17 noviembre 2007

I.I. - Página 14

“...
Las medianoches en el salón de ajedrez eran el comienzo del cierre, en el cual se acostumbraban los “torneítos” de ping pong. El sistema consistía en arrancar todos desde 5 minutos, quien ganaba jugaría la próxima vez con 4 minutos y medio (hasta el mínimo de 1 minuto) y quien perdía, jugaría la próxima vez con 5 minutos y medio (hasta el máximo de 7 minutos).

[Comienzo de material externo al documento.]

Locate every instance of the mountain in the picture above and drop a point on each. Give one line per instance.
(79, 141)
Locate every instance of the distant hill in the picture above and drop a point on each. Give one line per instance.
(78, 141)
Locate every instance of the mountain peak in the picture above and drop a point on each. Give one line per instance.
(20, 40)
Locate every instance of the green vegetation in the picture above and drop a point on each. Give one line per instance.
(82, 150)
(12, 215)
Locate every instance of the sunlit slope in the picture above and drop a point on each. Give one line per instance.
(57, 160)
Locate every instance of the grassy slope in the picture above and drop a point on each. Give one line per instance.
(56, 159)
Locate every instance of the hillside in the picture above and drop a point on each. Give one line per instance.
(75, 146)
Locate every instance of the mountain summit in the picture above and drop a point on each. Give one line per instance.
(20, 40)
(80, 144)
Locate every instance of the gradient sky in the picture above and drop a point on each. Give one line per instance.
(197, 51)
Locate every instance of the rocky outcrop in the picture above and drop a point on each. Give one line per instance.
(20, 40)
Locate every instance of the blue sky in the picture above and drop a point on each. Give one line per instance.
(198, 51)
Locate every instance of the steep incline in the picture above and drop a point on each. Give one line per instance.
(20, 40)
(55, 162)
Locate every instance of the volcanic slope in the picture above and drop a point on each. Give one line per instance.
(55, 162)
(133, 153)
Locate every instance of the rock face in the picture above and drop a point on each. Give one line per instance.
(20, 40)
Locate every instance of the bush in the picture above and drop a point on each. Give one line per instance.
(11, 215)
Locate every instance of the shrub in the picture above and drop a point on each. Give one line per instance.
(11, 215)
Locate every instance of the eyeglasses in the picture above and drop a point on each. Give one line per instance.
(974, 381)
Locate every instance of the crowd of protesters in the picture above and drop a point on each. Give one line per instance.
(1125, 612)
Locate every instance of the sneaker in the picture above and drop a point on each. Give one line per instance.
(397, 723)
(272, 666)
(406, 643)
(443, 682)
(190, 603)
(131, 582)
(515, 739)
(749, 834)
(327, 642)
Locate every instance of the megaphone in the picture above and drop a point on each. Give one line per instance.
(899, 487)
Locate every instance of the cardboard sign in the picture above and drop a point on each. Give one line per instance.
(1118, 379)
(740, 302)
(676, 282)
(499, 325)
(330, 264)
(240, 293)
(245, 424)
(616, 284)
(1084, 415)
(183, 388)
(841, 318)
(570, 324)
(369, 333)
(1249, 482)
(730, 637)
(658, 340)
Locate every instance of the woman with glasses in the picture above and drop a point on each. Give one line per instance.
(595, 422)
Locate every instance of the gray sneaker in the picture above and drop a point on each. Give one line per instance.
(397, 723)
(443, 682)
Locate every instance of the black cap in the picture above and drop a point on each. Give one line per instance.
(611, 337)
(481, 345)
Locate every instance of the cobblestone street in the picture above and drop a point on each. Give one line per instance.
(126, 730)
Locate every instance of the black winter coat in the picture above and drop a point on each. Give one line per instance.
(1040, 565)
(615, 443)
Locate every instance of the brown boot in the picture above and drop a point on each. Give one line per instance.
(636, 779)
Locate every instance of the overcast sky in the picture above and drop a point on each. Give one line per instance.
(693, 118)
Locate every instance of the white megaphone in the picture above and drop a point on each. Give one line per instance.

Ramón era la estrella. Tuvieron que rediseñar el sistema por él, ya que se cansó de ganar torneos con 1 minuto. Tras arduas desavenencias, convinieron Ramón y Santibáñez agregar un reloj digital, e ir bajando de a un segundo por torneo ganado. Ramón llegó a los 55 segundos después de ganar cinco torneos consecutivos, y luego de eso no se le vio más el pelo. Ni las manos, ni las orejas.
Las conjeturas iban desde que no quería conocer su techo (que estimábamos en 48 segundos) hasta que ya había llegado a conocerlo todo sobre ajedrez, y por lo tanto, lo aburría.
No faltaron las ideas raras del tipo: “Ramón ejercía un control psicológico sobre su oponente. Podía tener una posición perdida, una posición que su rival normalmente despacharía en tres movimientos, pero por alguna extraña razón en esa partida el rival no lo veía. Así como Ramón podía ver lo invisible del juego (los movimientos de las piezas, en lugar de las piezas) no sería raro que pudiese obrar sobre el estado de ánimo de su oponente. Pensaba con el tiempo ajeno, su tiempo lo insumían sólo dos cosas, el movimiento de la mano al reloj y el mantener una imagen impertérrita, marmórea, infalible. Dado que el movimiento de la mano no podía ser aún más rápido, restarle tiempo equivalía a menoscabarle su imagen. Con 56 segundos, se lo vio sudar por primera vez. Para Ramón, la inseguridad era catastrófica. Mucho más aún que pifiarle en una apertura (podía dar vuelta gambitos increíbles, con gambetas ilógicas). Cualquier ápice de inseguridad significaba en él reacciones en cadena insospechadas. Como no volver a salir de su casa.”
La última noticia de él fue que ahora contaba 3-3-3, 2-2-2, 1-1-1, cada vez que cerraba una puerta con llave, donde cada dígito era un clic de la llave, y una marca en sus ya callosos pulgar e índice.